Dźwięki zaczęły napływać do moich uszu. Ciemność przeradzała się w jasność. Otworzyłam oczy i zobaczyłam biały sufit. Rozejrzałam się po obcym mi pokoju. Było to pomieszczenie szpitalne. Pierwsze na co zwróciłam uwagę był to Suga, trzymający moją rękę i śpiący z głową ułożoną na naszych splecionych dłoniach. Nagle do sali weszła reszta chłopaków i to sprawiło, że Yoon się obudził.
-Ooo ubudziłaś się! - krzyknął J-hope
-Zawołam lekarza – odparł Namjoon i wyszedł.
-Nareszcie – powiedział Cukier uśmiechając się szeroko jak nigdy.
-Nawet nie wiesz jak się martwiliśmy – podszedł do mnie Jimin i również się szeroko uśmiechnął. Chciałam odwzajemnić uśmiech, ale poczułam ból w klatce piersiowej. Złapałam się za odruchowo w miejscu kłucia, ale to sprawiło mi większy ból tylko. Skrzywiłam się przez dyskomfort.
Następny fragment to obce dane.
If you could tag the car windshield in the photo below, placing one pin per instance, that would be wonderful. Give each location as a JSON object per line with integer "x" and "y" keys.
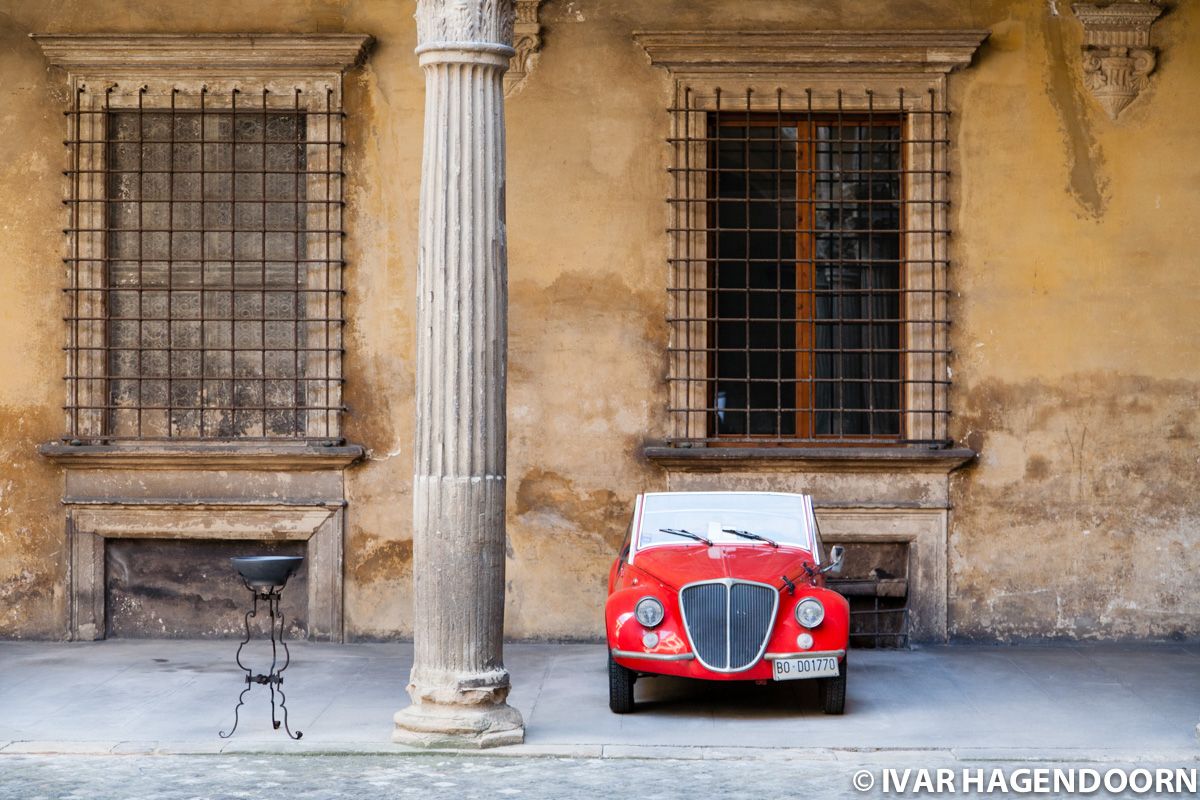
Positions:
{"x": 712, "y": 515}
-Jak się Pani czuje? - spytał lekarz, który z nikąd się pojawił przy moim łóżku.
~Bywało lepiej – odparłam.
-Pamiętasz coś z nocy przed tym jak zemdlałaś? - spytał Yoon ściskając moją dłoń mocniej. Zamknęłam oczy, by sobie przypomnieć co się stało. Wzięłam głeboki wdech i wypuściłam następnie powietrze. Przypomniałam sobie.
~Szłam parkiem i nagle ktoś do mnie coś krzyknął i uderzył mocno w głowę – powiedziałam otwierając zamknięte przed chwilą oczy, wszyscy patrzeli na mnie – upadłam i zaczeli mnie kopać...
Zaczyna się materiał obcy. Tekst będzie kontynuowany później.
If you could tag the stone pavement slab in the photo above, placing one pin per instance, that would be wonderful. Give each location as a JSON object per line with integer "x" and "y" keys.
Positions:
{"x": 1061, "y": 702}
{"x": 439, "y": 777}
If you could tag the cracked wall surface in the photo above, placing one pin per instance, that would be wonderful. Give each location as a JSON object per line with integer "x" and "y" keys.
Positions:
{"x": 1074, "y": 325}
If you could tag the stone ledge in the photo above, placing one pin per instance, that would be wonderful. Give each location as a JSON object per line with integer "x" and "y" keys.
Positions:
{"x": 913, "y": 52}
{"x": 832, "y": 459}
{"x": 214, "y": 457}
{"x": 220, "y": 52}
-Ilu było napastników? - przerwał mi lekarz.
~Yyy 2 – odparłam po chwilowym zawachaniu – potem podnieśli mnie trzymając – dotknęłam swojej szyi, zabolała. Prawdopodobnie miałam siniaki na niej – powiedzieli że mam się od was odczepić i... - zaciełam się myśląc nad tym co się następnie działo – zagrozili mi, a ja ich oplułam hah – uśmiechnełam się przypominając ten cudny moment. Spojrzałam na facetów wokół mnie, Yoongi był zadowolony ze mnie. Jego mina sprawiła że poczułam się lepiej.
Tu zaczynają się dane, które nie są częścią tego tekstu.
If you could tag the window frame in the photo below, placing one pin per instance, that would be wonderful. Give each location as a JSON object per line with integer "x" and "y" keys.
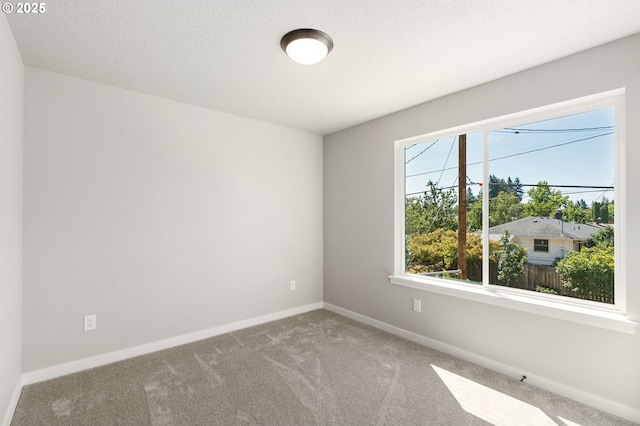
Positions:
{"x": 612, "y": 317}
~Potem rzucili mną o chodnik i oberwałam jeszcze kilka razy, dalej nie pamiętam...
-Yhm okej – zapisał coś w notesie i wrócił wzrokiem do mnie – miała Pani złamane żebra, które przebiły płuco, więc musieliśmy panią operować natychmiastowo, również ręka jest zwichnięta. Do tego wszystkiego liczne siniaki i zadrapania. Co do operacji poszła pomyślnie i wszystko już dobrze z pani układem oddechowym.
~Dobrze, a ile będę musiała tu leżeć? - spytałam nadal analizując wszystko co powiedział.
-No tak z tydzień zostanie Pani jeszcze na obserwacji – po jego słowach westchnęłam głośno załamana – jakby jeszcze miała Pani jakieś pytania to proszę pytać – powiedział i widząc że ich nie mam wyszedł z pomieszczenia.
~Ile spałam? - spytałam chłopaków
-2 dni i 3 noce jakoś tak – stwierdził licząc w myślach oparty o parapet Jungkook.
~Boszz – westchnęłam. Chłopcy zaczeli rozmawiać między sobą, ale ja się wyłączyłam. Spoglądałam na Sugę, który miał worki pod oczami. Zrobiło mi się ciepło na sercu myśląc o tym że pewnie spędził czas w szpitalu, ale zarazem poczułam smutek, że to wszystko przeze mnie.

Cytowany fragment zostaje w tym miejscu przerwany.